The opening shot was a helicopter’s POV of a one hundred foot “B” made completely out of snow, consisting of a huge booter sending riders over the giant letter, a few hips, a quarter pipe, and two stair sets, one on either side.  Justice has been used in a lot of snowboard soundtracks as of late, so it was pretty predictable that they would use a Justice track in the intro to set the tone for the rest of the flick.  The first rider’s section for the film was Keegan Valaika, and for damn good reason.  Even at the youthful age of nineteen, the style and dexterity of Keegan’s riding in this film suggest he is just as talented as his older, more seasoned peers.  In other words, he excels in physical skill and has more or less mastered the ancient art of snowboarding.  In one of his shots at rail gardens right here in good ol’ SLC, he 50-50’s the last handrail.  Just to put that into better perspective, imagine a down-flat-down handrail with knobs on the first “down” and the “flat” doesn’t exist.  

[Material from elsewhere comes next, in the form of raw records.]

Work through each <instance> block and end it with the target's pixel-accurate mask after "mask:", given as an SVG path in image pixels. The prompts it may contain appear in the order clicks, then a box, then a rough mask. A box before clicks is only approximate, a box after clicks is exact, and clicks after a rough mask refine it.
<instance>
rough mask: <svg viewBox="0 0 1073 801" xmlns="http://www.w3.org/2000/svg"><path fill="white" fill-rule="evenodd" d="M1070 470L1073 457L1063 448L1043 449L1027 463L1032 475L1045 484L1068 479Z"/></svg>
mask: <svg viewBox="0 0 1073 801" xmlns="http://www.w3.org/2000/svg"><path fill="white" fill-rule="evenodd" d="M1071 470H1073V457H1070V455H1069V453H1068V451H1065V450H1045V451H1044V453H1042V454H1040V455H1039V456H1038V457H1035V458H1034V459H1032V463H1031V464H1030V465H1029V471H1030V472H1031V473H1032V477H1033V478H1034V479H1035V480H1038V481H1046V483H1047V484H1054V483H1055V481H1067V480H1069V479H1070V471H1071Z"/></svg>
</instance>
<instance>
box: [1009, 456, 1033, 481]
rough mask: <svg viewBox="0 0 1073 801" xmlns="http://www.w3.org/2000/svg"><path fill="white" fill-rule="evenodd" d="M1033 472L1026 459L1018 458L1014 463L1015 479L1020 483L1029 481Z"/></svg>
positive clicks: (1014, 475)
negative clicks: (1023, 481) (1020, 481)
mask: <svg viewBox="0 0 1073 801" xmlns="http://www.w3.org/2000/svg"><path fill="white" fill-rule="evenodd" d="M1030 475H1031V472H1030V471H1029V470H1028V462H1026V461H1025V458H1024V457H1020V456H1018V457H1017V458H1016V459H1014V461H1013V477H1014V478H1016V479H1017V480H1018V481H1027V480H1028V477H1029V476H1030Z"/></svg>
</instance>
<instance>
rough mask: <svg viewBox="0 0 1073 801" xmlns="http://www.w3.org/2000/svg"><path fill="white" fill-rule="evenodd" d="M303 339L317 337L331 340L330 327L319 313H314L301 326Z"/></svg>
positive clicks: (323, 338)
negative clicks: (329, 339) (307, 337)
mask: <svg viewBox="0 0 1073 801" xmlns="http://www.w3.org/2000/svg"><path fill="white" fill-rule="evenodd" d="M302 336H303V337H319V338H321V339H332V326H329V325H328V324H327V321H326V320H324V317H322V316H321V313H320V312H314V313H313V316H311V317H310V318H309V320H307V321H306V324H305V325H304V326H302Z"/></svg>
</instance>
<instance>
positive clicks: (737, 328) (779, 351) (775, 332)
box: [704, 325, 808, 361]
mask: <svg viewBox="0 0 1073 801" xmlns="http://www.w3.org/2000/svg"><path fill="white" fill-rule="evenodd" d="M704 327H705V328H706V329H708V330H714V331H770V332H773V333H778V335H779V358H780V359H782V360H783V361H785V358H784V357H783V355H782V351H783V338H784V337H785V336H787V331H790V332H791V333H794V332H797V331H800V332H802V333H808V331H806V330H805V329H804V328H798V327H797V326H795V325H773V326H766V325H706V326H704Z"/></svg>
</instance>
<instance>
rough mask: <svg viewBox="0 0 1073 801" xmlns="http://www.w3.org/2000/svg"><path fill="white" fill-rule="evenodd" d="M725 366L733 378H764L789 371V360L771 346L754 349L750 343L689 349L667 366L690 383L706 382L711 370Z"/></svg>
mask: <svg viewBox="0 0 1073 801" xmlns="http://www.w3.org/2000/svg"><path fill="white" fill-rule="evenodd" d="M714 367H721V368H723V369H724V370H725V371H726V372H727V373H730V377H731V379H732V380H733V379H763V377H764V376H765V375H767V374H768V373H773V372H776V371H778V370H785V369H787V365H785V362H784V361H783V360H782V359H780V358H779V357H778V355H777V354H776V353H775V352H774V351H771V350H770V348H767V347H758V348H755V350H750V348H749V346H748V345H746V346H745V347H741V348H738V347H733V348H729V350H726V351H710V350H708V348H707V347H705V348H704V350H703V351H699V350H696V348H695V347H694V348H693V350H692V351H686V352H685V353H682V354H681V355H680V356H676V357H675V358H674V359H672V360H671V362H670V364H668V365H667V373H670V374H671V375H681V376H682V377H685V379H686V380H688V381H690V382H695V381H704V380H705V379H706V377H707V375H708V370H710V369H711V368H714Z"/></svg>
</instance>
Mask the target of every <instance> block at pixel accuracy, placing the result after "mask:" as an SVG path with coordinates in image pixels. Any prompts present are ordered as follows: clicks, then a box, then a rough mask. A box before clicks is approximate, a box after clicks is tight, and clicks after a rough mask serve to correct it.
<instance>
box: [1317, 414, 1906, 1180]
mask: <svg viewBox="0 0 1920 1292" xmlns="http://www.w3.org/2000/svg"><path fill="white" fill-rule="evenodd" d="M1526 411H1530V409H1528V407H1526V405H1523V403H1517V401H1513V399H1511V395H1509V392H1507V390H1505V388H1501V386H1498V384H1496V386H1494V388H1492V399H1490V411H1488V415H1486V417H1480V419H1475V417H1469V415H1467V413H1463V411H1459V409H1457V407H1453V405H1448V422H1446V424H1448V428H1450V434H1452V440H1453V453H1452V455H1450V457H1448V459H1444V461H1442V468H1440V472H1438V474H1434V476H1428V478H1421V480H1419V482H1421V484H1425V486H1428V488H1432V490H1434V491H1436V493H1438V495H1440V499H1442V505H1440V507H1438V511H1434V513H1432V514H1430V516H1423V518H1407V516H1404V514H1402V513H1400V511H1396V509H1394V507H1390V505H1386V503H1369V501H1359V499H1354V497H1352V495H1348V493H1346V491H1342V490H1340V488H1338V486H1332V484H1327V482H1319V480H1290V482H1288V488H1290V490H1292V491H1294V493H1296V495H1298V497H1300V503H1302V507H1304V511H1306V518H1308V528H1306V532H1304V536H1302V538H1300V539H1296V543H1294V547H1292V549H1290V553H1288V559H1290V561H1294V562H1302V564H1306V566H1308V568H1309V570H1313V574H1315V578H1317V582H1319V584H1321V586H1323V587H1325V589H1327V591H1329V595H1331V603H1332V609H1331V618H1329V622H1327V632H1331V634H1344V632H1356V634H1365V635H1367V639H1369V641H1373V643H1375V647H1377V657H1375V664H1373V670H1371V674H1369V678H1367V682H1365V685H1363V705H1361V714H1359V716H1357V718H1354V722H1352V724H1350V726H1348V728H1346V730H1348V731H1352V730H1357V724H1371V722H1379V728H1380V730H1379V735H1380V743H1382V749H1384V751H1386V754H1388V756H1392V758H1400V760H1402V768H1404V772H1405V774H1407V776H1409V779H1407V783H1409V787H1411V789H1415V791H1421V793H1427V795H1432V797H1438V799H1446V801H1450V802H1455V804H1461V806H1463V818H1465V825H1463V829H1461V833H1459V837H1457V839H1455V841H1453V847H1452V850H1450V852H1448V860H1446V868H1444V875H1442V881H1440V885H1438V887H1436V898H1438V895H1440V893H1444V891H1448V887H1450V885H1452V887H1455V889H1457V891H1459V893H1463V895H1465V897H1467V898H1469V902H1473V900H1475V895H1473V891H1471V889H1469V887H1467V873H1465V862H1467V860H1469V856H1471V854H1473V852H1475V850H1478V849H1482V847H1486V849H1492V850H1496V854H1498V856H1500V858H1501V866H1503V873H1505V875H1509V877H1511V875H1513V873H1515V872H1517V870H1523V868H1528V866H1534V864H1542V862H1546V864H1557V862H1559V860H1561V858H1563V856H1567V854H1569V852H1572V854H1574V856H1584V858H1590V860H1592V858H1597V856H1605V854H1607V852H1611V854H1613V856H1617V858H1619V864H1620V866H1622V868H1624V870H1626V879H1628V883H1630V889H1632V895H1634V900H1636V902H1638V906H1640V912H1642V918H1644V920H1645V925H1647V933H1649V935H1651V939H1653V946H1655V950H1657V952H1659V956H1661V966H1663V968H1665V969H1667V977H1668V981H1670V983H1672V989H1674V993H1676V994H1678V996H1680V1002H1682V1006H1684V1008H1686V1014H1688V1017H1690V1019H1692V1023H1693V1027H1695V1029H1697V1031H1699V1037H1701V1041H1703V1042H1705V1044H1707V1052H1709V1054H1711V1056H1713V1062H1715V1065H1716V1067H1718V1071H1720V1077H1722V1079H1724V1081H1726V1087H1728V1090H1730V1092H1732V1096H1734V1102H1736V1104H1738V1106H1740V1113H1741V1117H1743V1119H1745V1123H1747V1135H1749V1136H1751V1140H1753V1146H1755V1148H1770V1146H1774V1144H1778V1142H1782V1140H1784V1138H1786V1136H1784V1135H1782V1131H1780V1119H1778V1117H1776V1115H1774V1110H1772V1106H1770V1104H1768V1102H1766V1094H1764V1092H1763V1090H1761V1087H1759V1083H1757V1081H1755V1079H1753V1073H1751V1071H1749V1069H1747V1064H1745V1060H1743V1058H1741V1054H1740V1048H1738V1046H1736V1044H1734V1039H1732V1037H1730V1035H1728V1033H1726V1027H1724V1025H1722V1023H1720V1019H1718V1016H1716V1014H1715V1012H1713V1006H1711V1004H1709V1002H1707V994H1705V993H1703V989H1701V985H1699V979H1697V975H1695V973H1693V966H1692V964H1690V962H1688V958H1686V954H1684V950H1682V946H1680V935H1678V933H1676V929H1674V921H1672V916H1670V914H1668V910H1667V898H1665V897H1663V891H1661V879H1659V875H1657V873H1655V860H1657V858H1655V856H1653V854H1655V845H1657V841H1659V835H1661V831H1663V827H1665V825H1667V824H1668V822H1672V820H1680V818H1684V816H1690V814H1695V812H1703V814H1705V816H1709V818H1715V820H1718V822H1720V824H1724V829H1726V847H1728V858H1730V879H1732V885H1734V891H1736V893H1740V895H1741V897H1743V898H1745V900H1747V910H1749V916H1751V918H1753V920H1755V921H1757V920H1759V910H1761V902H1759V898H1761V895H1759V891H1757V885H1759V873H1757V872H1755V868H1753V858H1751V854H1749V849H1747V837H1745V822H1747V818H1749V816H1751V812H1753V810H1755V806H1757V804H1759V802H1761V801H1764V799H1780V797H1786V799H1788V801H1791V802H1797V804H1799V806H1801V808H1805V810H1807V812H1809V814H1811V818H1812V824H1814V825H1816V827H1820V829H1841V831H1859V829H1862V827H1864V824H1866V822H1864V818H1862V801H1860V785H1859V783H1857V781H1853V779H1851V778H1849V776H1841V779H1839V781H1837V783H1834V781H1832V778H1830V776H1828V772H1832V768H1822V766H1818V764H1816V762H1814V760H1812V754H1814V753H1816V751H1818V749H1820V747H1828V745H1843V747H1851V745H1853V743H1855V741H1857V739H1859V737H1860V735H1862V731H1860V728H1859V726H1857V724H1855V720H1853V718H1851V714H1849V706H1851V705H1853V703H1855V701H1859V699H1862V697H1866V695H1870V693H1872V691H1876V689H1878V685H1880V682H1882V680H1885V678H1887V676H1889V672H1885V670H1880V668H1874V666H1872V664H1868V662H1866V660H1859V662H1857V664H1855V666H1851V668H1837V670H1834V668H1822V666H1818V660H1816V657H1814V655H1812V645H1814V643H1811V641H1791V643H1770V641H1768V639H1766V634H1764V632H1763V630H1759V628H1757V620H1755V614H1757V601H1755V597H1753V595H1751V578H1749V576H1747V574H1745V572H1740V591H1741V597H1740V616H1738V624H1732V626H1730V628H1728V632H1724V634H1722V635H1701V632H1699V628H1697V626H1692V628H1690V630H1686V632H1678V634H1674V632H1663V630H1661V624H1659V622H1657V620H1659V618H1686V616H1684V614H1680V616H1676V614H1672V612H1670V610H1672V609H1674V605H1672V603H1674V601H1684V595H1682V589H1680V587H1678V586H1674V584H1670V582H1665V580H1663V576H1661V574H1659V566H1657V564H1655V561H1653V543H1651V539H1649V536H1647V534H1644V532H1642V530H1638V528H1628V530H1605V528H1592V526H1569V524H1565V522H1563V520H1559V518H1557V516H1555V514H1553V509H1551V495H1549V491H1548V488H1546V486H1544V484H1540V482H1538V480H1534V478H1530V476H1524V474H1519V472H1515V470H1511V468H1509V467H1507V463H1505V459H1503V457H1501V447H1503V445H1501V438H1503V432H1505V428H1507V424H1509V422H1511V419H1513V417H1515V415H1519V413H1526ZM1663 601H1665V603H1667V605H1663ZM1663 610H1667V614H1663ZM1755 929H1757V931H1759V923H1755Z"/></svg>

Say what you will about Shaun White because I’m going to say that he is probably one of the most bad-ass half pipe riders on a snowboard today.  Burton must think so as well since 100% of his section was shot in his own personal half pipe, nestled up somewhere deep in the mountains near Silverton, CO, foam pit and all.  I feel like all that needs to be said about his section is “double cork to fakie”, but for those of you who aren’t as well-read in shred vernacular, a double cork is a spin where the snowboarder spins off-axis two separate times during the course of the spin.  That trick is hard enough to do off a back-country booter, I can only imagine the guts and pure talent it takes to pull it off in a half pipe.

Ultimately, I don’t really have anything bad to say about the film.  Some snowboard films get a little hard to watch toward the end.  Not true with this one.  The snowboarding was creative, the cinematography was attention-grabbing, and the soundtrack made the film really fun to watch.